Selon certaines estimations crédibles, 20 à 30 % de la capitalisation boursière totale des bourses mondiales sont liés aux combustibles fossiles. Quel que soit le chiffre réel, nous pouvons être sûrs qu’il sera plus que suffisant pour provoquer un effondrement financier, si un nombre significatif d’investisseurs devaient soudainement abandonner ces catégories d’actifs.
Que cela se produise ou non dépend dans une large mesure de la perception de la vitesse et de la portée des décisions de l’administration Biden.
Jusqu’à présent, Big Oil n’a montré aucun signe de panique. On pourrait affirmer que les intérêts économiques liés aux combustibles fossiles sont si profondément ancrés dans la structure politique des États-Unis, et du monde, que même la puissance du gouvernement américain ne suffirait pas à les vaincre.

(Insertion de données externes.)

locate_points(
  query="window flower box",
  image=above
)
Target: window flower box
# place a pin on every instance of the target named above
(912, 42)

Selon ce point de vue, Biden est en train de bluffer, ce ne sont que des paroles politiques et la fin promise de l’ère des combustibles fossiles n’aura pas lieu.

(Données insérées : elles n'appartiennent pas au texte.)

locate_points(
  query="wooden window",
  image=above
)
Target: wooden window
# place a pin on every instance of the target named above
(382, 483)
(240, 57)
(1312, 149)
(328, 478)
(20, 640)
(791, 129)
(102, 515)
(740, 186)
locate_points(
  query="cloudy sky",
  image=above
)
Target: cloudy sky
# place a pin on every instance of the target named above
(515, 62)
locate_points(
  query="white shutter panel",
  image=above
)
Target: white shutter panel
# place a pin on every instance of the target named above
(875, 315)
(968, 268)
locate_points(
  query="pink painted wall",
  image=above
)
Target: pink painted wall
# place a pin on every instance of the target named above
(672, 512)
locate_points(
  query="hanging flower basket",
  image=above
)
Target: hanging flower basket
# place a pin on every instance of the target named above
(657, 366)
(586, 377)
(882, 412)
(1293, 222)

Mais combien êtes-vous prêt à miser là-dessus ? Des forces puissantes au sein de la communauté financière semblent se préparer à l’effondrement de la bulle carbone, et ont l’intention d’en profiter.

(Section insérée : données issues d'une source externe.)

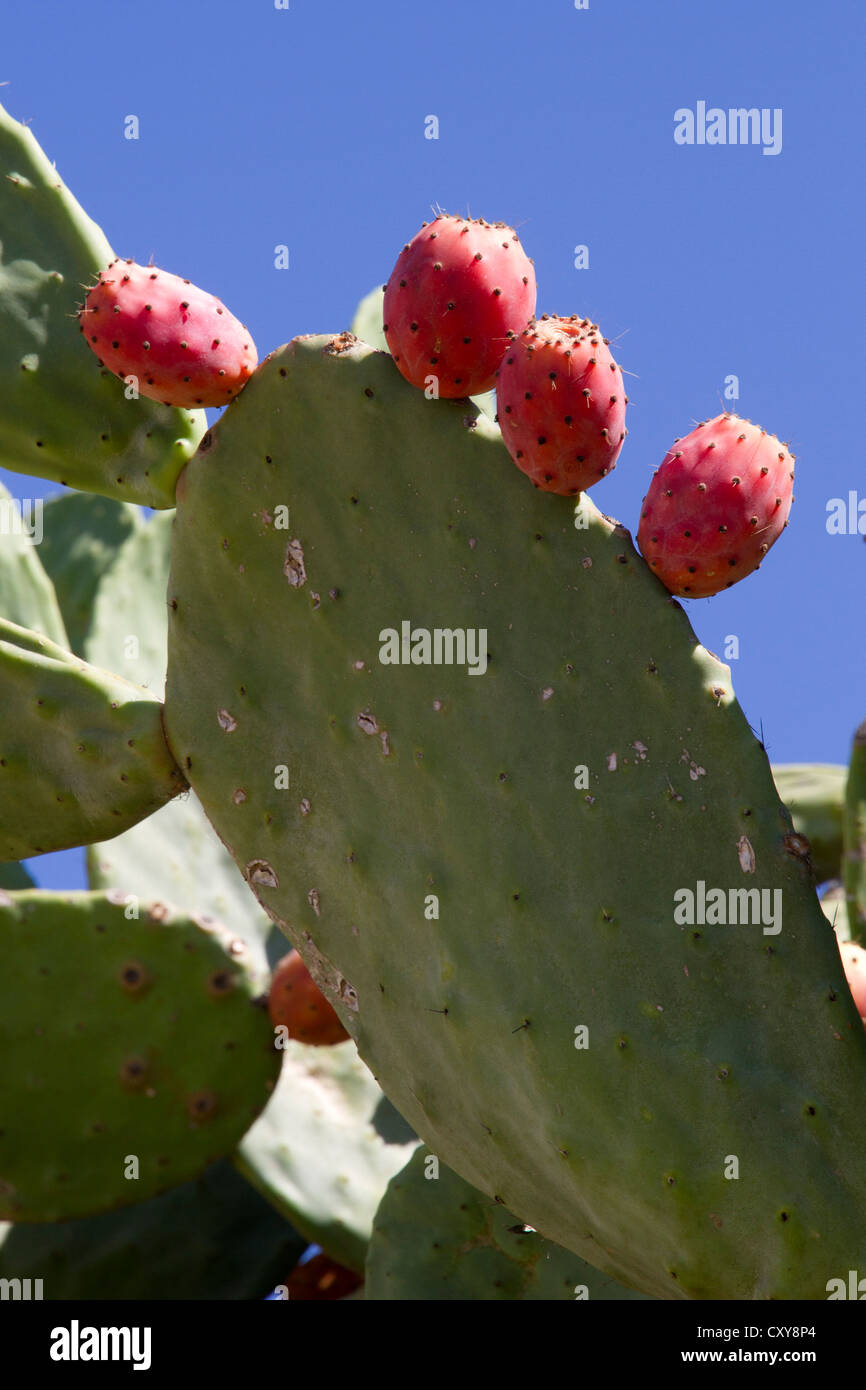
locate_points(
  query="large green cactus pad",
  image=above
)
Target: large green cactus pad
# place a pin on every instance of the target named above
(813, 792)
(473, 901)
(82, 752)
(61, 414)
(325, 1148)
(213, 1237)
(437, 1237)
(124, 1040)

En fait, certaines voix plaident en faveur d’une provocation délibérée de l’effondrement dès que possible, avant que la bulle carbone ne prenne encore plus d’ampleur à cause des montants massifs d’investissement qui continuent d’être injectés dans les infrastructures de combustibles fossiles dans le monde entier. L’effondrement est inévitable, affirment-ils, et il vaut mieux qu’il se produise au plus tôt.
Les pertes financières liées au changement climatique seront certainement plus importantes, tel est l’argument clé. Des inondations, des incendies, des sécheresses et des tempêtes extrêmes de plus en plus fréquents seront néfastes pour de nombreux investissements et particulièrement pour les compagnies d’assurance.
Où les investisseurs vont-ils placer leurs paris dans la période à venir ?
En réalité, une transition vers l’abandon des combustibles fossiles – qui constituent toujours le fondement de l’économie mondiale – ne peut se faire que progressivement, sur des décennies. Mais les attentes du marché peuvent changer en quelques minutes.
Au cours des premières semaines de son mandat, Biden a envoyé des signaux forts montrant qu’il était déterminé à pousser le monde à abandonner les combustibles fossiles, à commencer par les États-Unis eux-mêmes. Ces signaux comprennent le retour des États-Unis à l’accord de Paris sur le climat, l’arrêt du projet d’oléoduc Keystone XL, un moratoire sur les nouvelles concessions de pétrole et de gaz sur des terres publiques, une instruction aux agences fédérales d’acheter un grand nombre de voitures électriques et une déclaration d’intention d’arrêt des subventions aux combustibles fossiles.
Le lendemain de la publication, le 27 janvier, du décret de Joe Biden sur la lutte contre la crise climatique à l’intérieur et à l’extérieur du pays, le magazine Fortune écrivait : « Les compagnies pétrolières et gazières savaient qu’elles auraient à affronter le président Joe Biden, qui a fait campagne sur la lutte contre le changement climatique. Personne ne s’attendait à ce que les combustibles fossiles fassent l’objet d’une attaque aussi immédiate ».
Jonathan Tennenbaum a obtenu son doctorat en mathématiques à l’université de Californie en 1973, à l’âge de 22 ans. Également physicien, linguiste et pianiste, c’est un ancien rédacteur en chef du magazine FUSION. Il vit à Berlin et voyage fréquemment en Asie et ailleurs. Il est consultant en économie, science et technologie.